Make sure to get enough slotted spoons, and ladles for soup, so that everyone can continuously eat.

fly by jing hot pot tips tricks gao soup base
Photo courtesy of Fly By Jing

Stock up on a variety of ingredients

Although the soup and sauce is extremely important, the main part of hot pot is the veggies, proteins, and noodles that get swished around and soaked with the flavor of the broth. This is where everyone can have their favorites—fat-streaked pork belly, bunches of bok choy, napa cabbage, fish tofu, and more.

“Get thinly pre-sliced meats because, with hotpot, you want to be able to cook it fast,” Gao says.

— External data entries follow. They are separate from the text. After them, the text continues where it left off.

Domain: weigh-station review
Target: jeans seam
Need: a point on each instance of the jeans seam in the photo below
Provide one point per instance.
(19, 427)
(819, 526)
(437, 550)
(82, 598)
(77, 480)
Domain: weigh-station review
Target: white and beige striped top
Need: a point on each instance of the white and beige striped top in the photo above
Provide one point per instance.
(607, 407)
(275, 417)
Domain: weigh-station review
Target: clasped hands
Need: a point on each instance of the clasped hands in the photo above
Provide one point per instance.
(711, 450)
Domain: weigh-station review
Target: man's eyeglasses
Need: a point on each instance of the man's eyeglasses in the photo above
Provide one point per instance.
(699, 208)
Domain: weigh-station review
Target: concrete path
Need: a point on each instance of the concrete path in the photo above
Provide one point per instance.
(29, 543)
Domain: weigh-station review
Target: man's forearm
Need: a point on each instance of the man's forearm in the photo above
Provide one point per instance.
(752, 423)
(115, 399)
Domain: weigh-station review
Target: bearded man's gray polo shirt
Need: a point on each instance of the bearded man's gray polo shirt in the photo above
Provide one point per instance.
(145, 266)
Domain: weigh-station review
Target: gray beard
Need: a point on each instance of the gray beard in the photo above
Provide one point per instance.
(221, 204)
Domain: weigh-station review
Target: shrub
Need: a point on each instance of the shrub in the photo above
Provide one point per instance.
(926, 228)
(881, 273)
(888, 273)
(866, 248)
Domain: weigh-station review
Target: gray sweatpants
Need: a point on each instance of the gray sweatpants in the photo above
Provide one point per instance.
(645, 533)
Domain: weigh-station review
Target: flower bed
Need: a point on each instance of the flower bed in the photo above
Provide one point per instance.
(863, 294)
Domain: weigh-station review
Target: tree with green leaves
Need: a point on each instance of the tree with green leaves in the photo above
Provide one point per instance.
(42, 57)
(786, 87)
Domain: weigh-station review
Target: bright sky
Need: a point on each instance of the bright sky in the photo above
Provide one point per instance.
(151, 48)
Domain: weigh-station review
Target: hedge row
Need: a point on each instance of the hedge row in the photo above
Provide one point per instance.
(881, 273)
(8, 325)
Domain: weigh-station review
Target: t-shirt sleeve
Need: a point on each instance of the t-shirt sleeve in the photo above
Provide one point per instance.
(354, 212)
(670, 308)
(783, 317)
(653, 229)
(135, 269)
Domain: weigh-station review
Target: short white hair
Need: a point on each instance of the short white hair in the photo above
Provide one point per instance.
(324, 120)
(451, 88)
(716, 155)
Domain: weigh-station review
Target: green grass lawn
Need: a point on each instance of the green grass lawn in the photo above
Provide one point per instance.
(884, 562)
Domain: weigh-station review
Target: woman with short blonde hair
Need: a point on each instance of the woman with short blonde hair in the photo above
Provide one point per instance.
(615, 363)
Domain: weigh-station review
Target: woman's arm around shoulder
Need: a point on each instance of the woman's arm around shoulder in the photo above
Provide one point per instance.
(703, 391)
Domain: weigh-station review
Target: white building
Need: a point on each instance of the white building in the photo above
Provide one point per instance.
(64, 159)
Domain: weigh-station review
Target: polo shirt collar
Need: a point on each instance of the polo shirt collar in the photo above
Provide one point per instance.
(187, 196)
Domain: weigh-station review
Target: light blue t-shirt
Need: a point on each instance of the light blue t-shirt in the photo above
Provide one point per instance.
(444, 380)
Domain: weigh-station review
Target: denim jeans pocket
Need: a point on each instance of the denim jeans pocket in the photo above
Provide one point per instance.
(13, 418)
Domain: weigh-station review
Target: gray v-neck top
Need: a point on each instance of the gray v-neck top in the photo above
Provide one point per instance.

Thin slices of beef brisket, lamb, pork, and chicken are all typical, and only take a few seconds in the boiling pot to cook before they’re ready to be consumed.

Gao prefers to overstock rather than under. Her favorites include a variety of mushrooms (shitake, oyster, and enoki to name a few), quail eggs, bouncy shrimp paste balls, sweet potato noodles, and dumplings. Try to avoid starchy noodles if you can, which leave a sticky residue within the broth and makes for a viscous soup that’s not as pleasant to sip on.

Pay attention to order

Although Gao encourages diners to buy mostly anything to be stewed in hot pot, there is an ideal order to things. For starters, root vegetables that take longer to cook—like lotus roots, potato, and kabocha squash—should be added earlier in the meal. Thinly sliced meats only need a few seconds to cook in the bubbling soup, so don’t abandon them—just keep them secured on the ends of your chopsticks. Continuously add things to the communal pot to replace ingredients that have already been dug out and consumed, so the party can continue. “There’s an order and an art to it, but, with experience, you get better at it.”

Cherish your time together

“Hot pot is all about community—bringing people together around a table, which is such a fundamental part of dining culture in China,” Gao shares. “The act of cooking the food together over a long period of time is what’s so attractive about it.”